The deepening divide within Germany has also played out in its media landscape.

In two major editorials published in late July, Der Spiegel magazine accused Israel of violating international humanitarian law and condemned what it said was the German government's complicity. The front cover displayed a picture of Gaza women holding out empty bowls with the headline: "A Crime".

Meanwhile Bild, the mass-market daily owned by Axel Springer, Germany's largest media group, decried the lack of outrage toward Islamist Hamas whose cross-border assault on Israeli communities triggered the war, pointing to what it saw as growing anti-Israel sentiment and one-sided protests.

Filipp Piatov, a Bild reporter whose X account is followed by Merz, accused the chancellor on Friday of doing exactly what he had criticized others for, "that Germany is cutting off support to its ally in the middle of a war."

Israel denies having a policy of starvation in Gaza, and says Hamas, which killed some 1,200 people in its October 7, 2023 attack and took 251 hostages back to Gaza, could end the crisis by surrendering.

Israel's ground and air war in Gaza has killed over 60,000 Palestinians, according to Gaza's health ministry.

Critics had argued that Germany's approach has been overly hesitant, weakening the West's collective ability to apply meaningful pressure for an end to the fighting and restrictions on humanitarian aid to the Israeli-besieged enclave.

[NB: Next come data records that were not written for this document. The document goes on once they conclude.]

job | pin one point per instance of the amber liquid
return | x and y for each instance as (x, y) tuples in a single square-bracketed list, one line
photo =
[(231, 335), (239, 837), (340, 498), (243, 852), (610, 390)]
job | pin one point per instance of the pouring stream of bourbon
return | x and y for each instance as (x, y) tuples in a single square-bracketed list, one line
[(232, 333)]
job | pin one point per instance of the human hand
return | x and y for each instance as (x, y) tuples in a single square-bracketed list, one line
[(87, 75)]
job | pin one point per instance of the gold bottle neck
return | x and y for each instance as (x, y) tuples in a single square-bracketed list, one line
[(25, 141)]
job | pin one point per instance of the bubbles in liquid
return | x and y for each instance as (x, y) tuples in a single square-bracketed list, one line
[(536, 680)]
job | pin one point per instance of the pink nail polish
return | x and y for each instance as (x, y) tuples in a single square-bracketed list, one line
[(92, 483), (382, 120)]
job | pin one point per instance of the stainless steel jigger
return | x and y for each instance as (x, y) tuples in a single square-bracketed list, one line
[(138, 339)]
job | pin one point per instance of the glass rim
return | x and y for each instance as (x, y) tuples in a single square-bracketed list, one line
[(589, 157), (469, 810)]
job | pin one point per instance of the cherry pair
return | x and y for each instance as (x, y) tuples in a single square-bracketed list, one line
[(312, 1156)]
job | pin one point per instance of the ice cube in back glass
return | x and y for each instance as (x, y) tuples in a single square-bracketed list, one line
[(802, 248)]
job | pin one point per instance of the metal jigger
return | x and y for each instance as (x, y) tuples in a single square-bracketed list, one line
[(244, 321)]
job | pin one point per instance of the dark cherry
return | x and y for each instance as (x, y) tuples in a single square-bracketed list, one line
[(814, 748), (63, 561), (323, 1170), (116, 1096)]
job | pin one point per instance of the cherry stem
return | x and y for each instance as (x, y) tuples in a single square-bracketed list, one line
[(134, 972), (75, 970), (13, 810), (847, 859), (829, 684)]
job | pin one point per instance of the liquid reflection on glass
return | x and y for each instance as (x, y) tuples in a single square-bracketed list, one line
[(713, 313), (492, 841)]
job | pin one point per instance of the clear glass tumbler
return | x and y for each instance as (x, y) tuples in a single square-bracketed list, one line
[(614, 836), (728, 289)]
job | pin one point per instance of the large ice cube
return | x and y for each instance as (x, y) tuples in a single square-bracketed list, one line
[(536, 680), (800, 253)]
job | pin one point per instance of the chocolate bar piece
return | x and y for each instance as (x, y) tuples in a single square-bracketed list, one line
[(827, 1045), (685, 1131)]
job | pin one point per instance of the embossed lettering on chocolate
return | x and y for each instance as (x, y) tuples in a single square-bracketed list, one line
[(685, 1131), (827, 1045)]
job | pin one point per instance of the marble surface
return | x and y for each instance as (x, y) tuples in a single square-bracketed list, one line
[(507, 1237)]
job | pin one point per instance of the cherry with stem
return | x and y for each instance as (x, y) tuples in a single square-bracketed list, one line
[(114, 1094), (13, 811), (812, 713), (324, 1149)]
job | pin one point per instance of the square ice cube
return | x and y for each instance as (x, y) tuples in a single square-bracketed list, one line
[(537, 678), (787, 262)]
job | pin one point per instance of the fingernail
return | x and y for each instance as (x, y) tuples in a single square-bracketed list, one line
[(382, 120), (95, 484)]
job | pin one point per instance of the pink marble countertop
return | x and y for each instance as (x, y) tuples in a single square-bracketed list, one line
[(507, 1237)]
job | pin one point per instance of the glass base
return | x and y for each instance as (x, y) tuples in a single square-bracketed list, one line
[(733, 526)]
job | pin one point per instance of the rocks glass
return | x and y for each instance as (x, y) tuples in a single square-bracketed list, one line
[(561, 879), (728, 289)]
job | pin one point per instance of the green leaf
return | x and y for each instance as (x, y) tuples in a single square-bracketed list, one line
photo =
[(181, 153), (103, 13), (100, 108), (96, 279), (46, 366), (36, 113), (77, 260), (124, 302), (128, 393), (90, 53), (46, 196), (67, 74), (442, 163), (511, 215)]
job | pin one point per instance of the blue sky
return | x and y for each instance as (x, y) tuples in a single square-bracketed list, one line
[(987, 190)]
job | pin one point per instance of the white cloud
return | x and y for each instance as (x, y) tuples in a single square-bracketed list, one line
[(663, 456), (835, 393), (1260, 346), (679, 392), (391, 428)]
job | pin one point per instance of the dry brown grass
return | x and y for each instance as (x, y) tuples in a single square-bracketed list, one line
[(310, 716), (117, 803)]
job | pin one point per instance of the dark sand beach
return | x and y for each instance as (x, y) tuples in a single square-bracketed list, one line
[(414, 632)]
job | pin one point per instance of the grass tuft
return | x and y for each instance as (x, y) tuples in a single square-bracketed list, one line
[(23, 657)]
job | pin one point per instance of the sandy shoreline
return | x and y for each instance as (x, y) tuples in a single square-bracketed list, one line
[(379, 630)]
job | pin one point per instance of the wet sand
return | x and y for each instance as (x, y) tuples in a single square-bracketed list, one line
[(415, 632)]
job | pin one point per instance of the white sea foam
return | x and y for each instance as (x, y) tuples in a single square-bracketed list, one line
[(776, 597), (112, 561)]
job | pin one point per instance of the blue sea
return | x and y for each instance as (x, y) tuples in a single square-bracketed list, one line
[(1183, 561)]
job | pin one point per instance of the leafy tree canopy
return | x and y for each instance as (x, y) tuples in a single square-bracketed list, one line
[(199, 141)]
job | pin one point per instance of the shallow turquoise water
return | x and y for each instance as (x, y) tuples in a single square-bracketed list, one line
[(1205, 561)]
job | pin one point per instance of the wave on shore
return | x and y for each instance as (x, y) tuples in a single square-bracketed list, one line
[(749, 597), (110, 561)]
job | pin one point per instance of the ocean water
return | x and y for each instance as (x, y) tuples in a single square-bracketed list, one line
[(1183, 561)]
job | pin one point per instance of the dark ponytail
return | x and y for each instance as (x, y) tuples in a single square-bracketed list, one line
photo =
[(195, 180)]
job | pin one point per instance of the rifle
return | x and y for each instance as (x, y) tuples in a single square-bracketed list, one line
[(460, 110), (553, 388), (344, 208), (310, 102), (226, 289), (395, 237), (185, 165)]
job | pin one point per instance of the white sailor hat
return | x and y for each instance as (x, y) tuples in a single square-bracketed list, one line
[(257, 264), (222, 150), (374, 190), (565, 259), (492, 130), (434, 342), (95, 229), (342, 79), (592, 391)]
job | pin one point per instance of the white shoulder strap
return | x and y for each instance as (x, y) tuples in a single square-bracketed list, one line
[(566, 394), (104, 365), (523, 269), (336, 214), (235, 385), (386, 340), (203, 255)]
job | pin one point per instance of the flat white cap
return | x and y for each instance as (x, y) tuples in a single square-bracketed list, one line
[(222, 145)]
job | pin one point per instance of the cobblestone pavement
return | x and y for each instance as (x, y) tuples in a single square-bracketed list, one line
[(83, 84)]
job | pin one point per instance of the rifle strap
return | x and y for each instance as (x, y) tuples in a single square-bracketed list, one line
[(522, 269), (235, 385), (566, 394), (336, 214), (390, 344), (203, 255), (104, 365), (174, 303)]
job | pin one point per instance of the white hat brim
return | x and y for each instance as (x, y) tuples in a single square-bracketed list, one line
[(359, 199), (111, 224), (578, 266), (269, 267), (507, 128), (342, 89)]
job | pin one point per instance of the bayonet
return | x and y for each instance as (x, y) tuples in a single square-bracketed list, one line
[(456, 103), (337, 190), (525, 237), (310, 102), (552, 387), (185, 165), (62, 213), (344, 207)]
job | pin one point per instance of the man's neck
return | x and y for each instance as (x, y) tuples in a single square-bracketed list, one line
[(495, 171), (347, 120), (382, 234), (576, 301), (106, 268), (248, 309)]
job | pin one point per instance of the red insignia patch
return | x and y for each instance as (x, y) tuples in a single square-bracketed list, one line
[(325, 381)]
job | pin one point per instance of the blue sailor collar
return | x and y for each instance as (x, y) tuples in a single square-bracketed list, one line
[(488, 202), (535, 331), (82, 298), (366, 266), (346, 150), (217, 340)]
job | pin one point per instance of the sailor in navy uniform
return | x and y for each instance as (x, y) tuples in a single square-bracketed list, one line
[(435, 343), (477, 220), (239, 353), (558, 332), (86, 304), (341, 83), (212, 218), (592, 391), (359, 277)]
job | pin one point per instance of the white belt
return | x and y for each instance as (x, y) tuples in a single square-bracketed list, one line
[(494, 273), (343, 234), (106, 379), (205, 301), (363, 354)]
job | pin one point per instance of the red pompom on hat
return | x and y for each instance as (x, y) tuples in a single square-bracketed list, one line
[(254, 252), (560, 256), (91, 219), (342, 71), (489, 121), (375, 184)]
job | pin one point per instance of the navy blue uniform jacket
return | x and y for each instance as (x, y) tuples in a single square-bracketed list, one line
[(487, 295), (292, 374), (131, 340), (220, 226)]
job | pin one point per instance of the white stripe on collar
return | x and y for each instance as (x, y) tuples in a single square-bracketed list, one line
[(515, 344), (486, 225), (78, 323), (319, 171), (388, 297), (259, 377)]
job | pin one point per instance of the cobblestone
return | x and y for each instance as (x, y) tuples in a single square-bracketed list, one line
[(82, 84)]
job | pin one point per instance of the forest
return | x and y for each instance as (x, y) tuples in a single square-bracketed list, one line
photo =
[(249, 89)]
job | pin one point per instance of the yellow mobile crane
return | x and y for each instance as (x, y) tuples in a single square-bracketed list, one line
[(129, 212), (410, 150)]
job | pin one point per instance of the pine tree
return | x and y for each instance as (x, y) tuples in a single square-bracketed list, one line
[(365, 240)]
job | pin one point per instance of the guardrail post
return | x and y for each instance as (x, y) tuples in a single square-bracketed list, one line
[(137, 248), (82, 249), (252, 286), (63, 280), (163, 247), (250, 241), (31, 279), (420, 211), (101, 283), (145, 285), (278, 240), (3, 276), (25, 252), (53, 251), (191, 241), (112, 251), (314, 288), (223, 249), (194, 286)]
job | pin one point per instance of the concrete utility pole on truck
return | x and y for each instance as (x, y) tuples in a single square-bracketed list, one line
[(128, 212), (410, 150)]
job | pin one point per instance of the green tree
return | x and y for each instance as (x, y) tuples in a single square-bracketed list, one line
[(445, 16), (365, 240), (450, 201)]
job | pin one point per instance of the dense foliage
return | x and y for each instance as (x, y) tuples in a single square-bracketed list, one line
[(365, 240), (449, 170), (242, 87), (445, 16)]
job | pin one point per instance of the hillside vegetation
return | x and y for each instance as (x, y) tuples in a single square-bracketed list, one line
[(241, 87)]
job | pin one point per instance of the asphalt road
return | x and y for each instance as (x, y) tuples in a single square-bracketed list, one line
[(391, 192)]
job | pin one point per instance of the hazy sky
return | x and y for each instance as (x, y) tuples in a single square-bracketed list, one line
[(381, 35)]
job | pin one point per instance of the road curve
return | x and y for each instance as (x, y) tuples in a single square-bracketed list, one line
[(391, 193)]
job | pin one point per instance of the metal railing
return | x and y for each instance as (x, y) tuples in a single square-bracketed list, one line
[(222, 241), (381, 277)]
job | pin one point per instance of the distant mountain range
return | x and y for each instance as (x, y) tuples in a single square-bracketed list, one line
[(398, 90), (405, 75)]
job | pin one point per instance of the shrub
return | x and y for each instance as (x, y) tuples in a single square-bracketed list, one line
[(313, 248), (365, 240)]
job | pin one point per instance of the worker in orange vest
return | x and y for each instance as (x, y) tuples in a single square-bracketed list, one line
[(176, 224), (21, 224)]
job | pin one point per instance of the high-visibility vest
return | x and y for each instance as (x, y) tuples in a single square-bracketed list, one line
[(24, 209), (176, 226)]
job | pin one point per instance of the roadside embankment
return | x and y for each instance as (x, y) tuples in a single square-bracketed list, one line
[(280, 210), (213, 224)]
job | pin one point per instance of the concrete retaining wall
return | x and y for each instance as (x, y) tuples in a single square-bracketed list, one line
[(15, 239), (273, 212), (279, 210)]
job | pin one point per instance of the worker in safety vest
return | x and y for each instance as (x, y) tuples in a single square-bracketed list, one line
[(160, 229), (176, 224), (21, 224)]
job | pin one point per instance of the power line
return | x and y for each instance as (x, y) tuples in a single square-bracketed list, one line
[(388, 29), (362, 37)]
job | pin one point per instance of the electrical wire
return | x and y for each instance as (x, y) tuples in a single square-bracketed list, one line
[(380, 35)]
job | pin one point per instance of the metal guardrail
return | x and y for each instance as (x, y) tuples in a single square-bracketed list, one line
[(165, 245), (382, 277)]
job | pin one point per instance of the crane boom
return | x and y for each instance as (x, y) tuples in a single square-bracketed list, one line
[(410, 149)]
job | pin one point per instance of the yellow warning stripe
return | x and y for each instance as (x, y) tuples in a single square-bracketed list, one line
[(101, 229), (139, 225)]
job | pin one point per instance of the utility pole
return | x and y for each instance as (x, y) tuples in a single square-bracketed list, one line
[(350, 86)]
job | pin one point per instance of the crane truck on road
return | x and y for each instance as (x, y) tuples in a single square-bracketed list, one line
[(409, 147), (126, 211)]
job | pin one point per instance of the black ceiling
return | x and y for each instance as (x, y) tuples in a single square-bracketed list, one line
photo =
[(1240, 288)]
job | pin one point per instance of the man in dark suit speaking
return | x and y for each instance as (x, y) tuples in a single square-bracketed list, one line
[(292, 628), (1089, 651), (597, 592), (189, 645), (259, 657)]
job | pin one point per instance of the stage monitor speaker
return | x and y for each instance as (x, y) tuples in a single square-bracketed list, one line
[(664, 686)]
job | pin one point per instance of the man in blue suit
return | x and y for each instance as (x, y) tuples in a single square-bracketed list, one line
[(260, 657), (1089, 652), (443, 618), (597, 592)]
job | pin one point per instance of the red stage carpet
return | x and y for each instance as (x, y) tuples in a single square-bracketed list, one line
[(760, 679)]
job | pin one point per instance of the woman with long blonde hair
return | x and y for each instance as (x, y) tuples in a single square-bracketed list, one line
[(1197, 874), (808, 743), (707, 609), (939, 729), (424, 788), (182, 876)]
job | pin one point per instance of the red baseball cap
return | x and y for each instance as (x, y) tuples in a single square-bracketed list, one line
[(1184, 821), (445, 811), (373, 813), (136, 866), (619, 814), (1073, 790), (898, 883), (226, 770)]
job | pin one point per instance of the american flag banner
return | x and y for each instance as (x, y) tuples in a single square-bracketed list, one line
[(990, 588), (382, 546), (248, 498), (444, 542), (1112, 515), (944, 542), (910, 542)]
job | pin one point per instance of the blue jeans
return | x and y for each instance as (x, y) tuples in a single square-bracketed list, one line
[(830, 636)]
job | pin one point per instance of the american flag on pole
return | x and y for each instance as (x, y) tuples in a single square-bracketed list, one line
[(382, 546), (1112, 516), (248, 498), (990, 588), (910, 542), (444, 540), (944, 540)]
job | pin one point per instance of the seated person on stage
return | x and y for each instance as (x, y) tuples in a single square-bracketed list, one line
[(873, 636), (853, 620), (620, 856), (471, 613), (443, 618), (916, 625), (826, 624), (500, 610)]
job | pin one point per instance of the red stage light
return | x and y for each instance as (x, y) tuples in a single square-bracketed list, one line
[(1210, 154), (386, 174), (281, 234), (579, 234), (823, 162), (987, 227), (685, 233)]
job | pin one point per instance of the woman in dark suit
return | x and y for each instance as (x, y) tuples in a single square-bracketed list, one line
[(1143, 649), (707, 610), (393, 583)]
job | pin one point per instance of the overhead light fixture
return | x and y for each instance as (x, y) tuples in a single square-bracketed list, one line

Germany had hitherto even been cautious about a modest sanction such as supporting the partial suspension of Israel's access to the EU's flagship research funding program.

There are other reasons for Germany's reluctance to criticize Israel beyond its Nazi past, analysts say, including its strong trading relationship with Israel and the United States.

Germany is Israel's second biggest weapons supplier after the US, but also buys arms from Israel as part of a massive revamp of its armed forces since Russia's invasion of Ukraine in 2022. That includes the Arrow-3 missile interception system.

Last week, Israeli defense company Elbit Systems announced a $260 million deal with Airbus to equip the German Air Force’s A400M planes with directed infrared defense systems.

"German arrogance should be avoided," Volker Beck, a former member of parliament and the head of the German-Israeli Society, told Reuters.

"If Israel were to retaliate by restricting arms deliveries to Germany, the future of German air security would look grim."